Algeria | Freedom House

Freedom of the Press



Freedom of the Press 2002

2002 Scores

Press Status

Not Free

Press Freedom Score
(0 = best, 100 = worst)


Political Environment
(0 = best, 40 = worst)


Economic Environment
(0 = best, 30 = worst)


Algeria has a vibrant private press and newspapers offer competing views. Reports critical of the government, including exposures of corruption, appear often in the independent newspapers. However, press freedom remains constrained by government pressure, legal constraints, and the Islamist insurgency, which has targeted journalists in the past. The state of emergency restricts press freedom and punishes undefined threats to the state or to public order. A 1990 law requires speech to respect "individual dignity, the imperatives of foreign policy, and the national defense." Penal code reforms enacted in May 2001 provide for prison terms of two to twelve months and fines of $700 to $3,500 for defamation of the president, parliament, courts, the military, and other public officials, as well as Islam and the Prophet Mohammed. The new law also allows the public prosecutor to begin proceedings against an individual for defamation without the prior filing of a complaint. Despite a 1999 law allowing private television and radio stations, the government has a monopoly on both. Two journalists with La Voix de l'Oranie were sentenced to six months' imprisonment in April for libel, and in November authorities suspended the Arabic-language weekly El Mawiid.

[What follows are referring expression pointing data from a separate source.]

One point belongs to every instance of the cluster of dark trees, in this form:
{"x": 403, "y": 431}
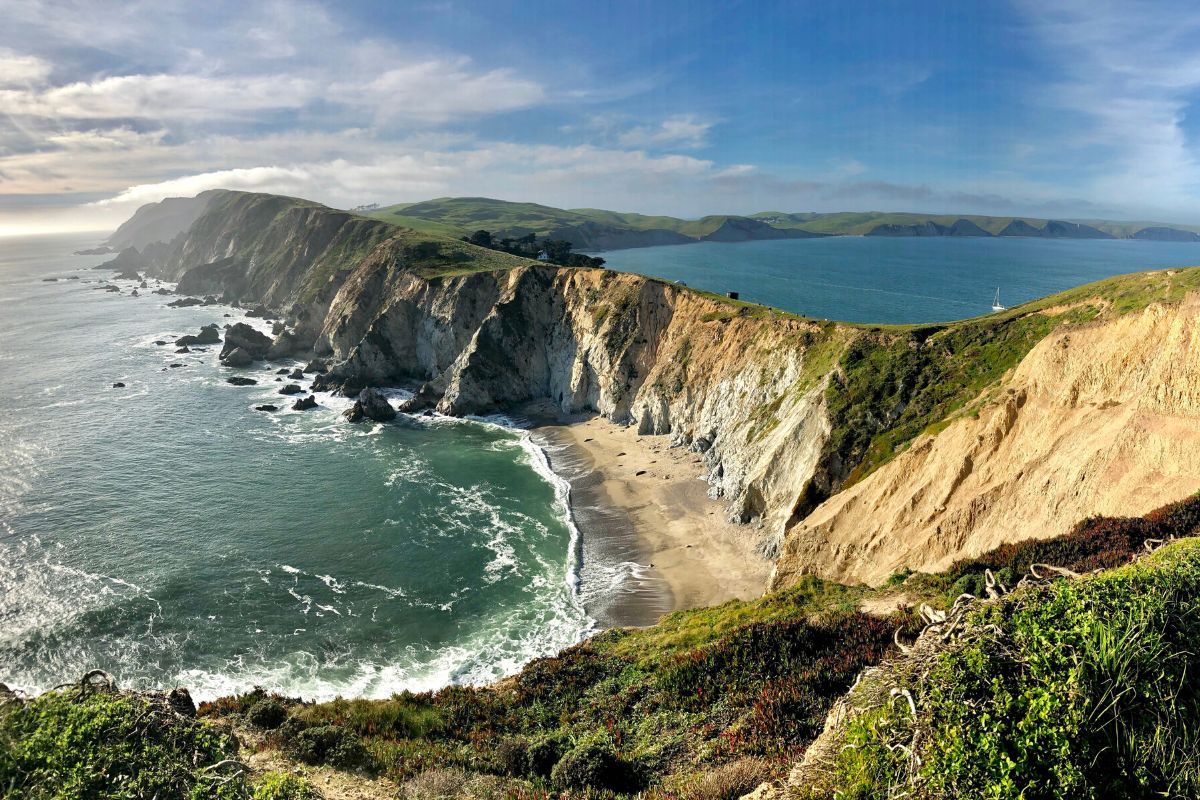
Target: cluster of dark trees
{"x": 556, "y": 251}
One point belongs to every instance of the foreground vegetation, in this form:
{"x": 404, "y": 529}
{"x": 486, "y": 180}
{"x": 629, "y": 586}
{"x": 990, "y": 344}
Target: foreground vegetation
{"x": 1073, "y": 689}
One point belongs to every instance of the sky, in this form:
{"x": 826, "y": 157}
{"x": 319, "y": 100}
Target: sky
{"x": 1073, "y": 108}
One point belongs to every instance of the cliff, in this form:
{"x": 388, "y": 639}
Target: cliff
{"x": 856, "y": 451}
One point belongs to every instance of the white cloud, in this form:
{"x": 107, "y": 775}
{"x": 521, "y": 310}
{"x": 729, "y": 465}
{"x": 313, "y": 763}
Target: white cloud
{"x": 678, "y": 131}
{"x": 1133, "y": 77}
{"x": 17, "y": 70}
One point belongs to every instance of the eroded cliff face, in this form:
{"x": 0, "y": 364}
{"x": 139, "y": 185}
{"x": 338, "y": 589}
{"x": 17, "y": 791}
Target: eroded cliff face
{"x": 1098, "y": 419}
{"x": 635, "y": 350}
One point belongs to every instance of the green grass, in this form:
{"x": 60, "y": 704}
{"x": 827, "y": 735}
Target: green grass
{"x": 90, "y": 741}
{"x": 1080, "y": 689}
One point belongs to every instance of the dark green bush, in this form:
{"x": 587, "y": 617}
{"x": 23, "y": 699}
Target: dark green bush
{"x": 328, "y": 745}
{"x": 268, "y": 714}
{"x": 593, "y": 764}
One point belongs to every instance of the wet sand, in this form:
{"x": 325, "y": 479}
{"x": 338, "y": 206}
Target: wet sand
{"x": 643, "y": 505}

In May, police assaulted a journalist covering the riots in Tizi Ouzou, and two journalists covering violent demonstrations in Algiers were killed in June. Foreign journalists are rarely granted visas to work in Algeria, and few foreign publications have permission to appear on Algerian newsstands, although 60 percent of the population does have access to European satellite TV stations. To overcome the government's monopoly on printing presses, two independent dailies, El Watan and El Khabar, joined together to purchase their own printing press and also opened a private printing house.